Muldowski laughed. “It’s a good life,” he said. “Beats eight to five anywhere. Maybe if I had found the right woman and had some kids…But you can’t live on maybes. Didn’t work out that way. You gotta live your life one day at a time. That’s the way God fixed it up. Today do what you do best and let tomorrow take care of tomorrow.”
* * *
Jake was packing in his stateroom when the ship docked at the Alameda carrier pier. The Real McCoy had flown off with the Marines — he had earned it. McCoy’s steel footlockers sporting new padlocks sat one atop the other by the door. His desk was clean and nothing hung in his closet. His bunk was stripped and the sheets turned in.
Jake had also turned in his sheets and blankets. Last night he had packed the suitcase he was taking on leave — now he was stuffing everything else into the parachute bags. The suitcase he had purchased in Hawaii. The padlocks for the bags lay on the desk. Net gain after one eight-month cruise: one suitcase and some new scars.

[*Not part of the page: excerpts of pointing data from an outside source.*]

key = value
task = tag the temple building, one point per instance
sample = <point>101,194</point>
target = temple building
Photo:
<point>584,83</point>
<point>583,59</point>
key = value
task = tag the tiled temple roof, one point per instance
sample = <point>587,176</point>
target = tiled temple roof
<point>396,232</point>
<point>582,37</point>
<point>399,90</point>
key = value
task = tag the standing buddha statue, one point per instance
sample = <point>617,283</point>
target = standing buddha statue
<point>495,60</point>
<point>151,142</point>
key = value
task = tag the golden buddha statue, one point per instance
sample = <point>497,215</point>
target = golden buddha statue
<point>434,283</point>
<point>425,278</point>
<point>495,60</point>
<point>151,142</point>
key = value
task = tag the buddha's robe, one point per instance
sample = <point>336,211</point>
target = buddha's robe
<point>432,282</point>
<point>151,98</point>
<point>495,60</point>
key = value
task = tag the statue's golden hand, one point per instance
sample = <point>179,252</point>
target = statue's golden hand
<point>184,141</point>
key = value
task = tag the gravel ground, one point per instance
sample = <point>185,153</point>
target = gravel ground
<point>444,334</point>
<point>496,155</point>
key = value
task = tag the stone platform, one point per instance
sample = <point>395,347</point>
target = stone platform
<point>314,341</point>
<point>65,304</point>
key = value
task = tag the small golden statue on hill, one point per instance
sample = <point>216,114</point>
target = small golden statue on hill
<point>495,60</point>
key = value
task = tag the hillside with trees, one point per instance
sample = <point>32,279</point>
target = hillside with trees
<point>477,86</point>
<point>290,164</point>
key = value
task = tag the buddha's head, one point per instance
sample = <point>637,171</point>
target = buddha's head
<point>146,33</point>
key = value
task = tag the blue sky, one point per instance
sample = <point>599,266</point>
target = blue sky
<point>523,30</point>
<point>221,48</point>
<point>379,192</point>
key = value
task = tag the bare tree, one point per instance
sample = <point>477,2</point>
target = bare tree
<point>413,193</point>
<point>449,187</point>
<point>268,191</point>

The engagement ring he had purchased for Callie oh those many months ago was the last item left in his desk safe. He held it in his hand and wondered what to do with it. The suitcase might get stolen or lost by the airline, shuffled off to Buffalo or Pago Pago or Timbuktu. For lack of a better option, he put the ring in his shirt pocket and buttoned the pocket.
The telephone rang. “Lieutenant Grafton, sir.”
“Mr. Grafton, this is the duty officer at the officers’ brow. You have a visitor.”
“Me?”
“Yes, sir. You need to come sign her in and escort her.”
“Okay, but who is this pers—?” He stopped because he was talking to a dead phone. The duty officer had hung up.
There was obviously some mistake. He didn’t know a soul in the Sa
n Francisco Bay area. He glanced at his new watch, guaranteed to be waterproof to a depth of three hundred feet or his money back. He had four hours to catch the plane from the Oakland airport. Plenty of time.
He grabbed his ball cap and headed for the ceremonial quarterdeck at the head of the officers’ brow. It was on the hangar deck, which was the scene of hundreds of sailors coming and going on a variety of errands, most of them frivolous. Crowds of sailors stood on the aircraft elevators shouting to people on the pier below. Near the enlisted brow a band was tooting merrily.
He saw her standing, looking curiously around when he was still a hundred feet away.
Callie McKenzie!
As he walked toward her she spotted him. She beamed.
“Hello, Jake.”
He couldn’t think of anything to say.
“You’ve lost some weight,” she said.
“Been sick.”
“Oh. Well, aren’t you glad to see me?”
“Thunderstruck. I’m speechless.”
She looked even better than he remembered. As he stared her eyes danced with amusement and a smile grew on her face.
“I never expected to see you here,” he told her. “Not in a million years.”
“Life is full of surprises.”
“Isn’t it, though?”
He was rooted where he stood, unable to take his eyes off her and unsure what to do next. Why was she here? Why hadn’t she written in five months? Then a thought stuck him: “Did you come with someone?” he asked and glanced around, half expecting to see her mother, or even some man.
“No.” She reached out and touched his arm. “All these sailors are staring at us. Can you sign me in so we can go somewhere and talk?”
Jake flushed. “Oh, yes, sure.”
The officer of the deck and quartermaster of the watch grinned shamelessly, enjoying Jake’s obvious discomfort. Jake scribbled his name beside Callie’s in the visitors’ log, then steered her away with two fingers on her elbow.